|I guess I’ll never understand how publishers pick titles for romance novels. Take Desert Heat, for example, which does not take place in the desert. Wouldn’t it be more descriptive to name it Rodeo Heat or something like that?
Patience Sinclair is happy to be leaving Boston for the summer touring with a rodeo. Tyler Stanfield, a former boyfriend, has been stalking her, and she’s glad to be getting away. She’s made arrangements to buy a travel trailer and share living quarters with Shari Wills, a rodeo barrel racer. Patience is writing her Ph.D. dissertation on some unspecified topic related to women in rodeos in the past and present. A relative has sent her a volume of her great-grandmother’s journal; Adelaide Whitcomb had been an early rodeo performer. As soon as she gets her degree, Patience will start work as assistant professor of history at a New England college.
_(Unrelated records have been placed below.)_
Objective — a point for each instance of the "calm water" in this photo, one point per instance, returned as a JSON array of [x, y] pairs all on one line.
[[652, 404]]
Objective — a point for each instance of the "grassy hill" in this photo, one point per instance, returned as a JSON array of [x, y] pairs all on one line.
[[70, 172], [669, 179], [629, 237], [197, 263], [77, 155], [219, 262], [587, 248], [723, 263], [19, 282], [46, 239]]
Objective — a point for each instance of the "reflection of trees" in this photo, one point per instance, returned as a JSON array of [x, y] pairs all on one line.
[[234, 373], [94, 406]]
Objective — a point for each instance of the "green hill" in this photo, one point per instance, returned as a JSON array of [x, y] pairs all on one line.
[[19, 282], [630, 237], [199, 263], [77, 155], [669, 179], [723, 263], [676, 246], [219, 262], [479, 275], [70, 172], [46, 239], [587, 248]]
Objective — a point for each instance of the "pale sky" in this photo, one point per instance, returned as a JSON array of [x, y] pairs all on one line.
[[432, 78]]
Dallas Kingman is the current World Champion All-Around Cowboy. He takes an immediate dislike to Patience jumping to the conclusion that she’s another “buckle bunny” out to hook up with a rodeo star. Dallas’s uncle Charlie Carson is the owner of the rodeo company. Lately he’s had a run of bad luck both on the road and at home on his ranch in Texas. It seems to be coincidental, but it may jeopardize the future of the company. As it continues, it seems possible that Tyler Stanfield could be behind it.
Patience (called ‘P.J.’ by some members of the rodeo company) finds the rodeo life exciting and is unable to ignore Dallas’s appeal in spite of his cold manner towards her. Dallas slowly discovers there’s more to Patience than he’d first believed. As the rodeo company travels from rodeo to rodeo across the western United States, Dallas and Patience become involved. But how can a rodeo cowboy and a history professor have a future?
This is the second novel with one of the Sinclair sisters as the heroine, but it stands well on its own. What doesn’t fare so well is the course of the narrative. For much of the book, the story can be summarized as cowboys and cowgirls perform in a rodeo, the company hits the road, cowboys and cowgirls perform in another rodeo. The pace of the story bogs down quickly.
What does work well is the sexual tension. In spite of their first impressions and against their better judgment, Patience and Dallas are strongly attracted to each other.
She turned back to the arena just as a boot slammed down on the fence rail beside her. Spurs jingled, fringe slapped against a man’s long leg. She looked up and for an instant, she simply felt drenched in cowboy–there was no other way to describe it.
It’s not hard to believe they’re really falling in love, not just lust. It’s gratifying when they move beyond their initial antipathy and the conflict between them becomes the basic differences between city girl and country boy. A secondary romance between Shari Wills and another rodeo cowboy underscores the theme – it’s not only the city girl heroine who is having trouble reconciling rodeo life to what she wants for the rest of her life.
The mystery subplot is another strong aspect of Desert Heat. It builds slowly and is better crafted than some in other romances. The identity of the bad guys isn’t telegraphed long in advance of the climactic scene.
In the final quarter of the book, the pace picks up, and Patience and Dallas shake off their stereotypical origins and come alive. The final resolution of their competing life styles is realistic and satisfying. It’s unfortunate the same energy isn’t present from the beginning because Desert Heat would be a much better book if it did. As it is, I predict that some readers will become bored and opt out before the good part. For those who don’t mind a long, slow start, this could be a good choice.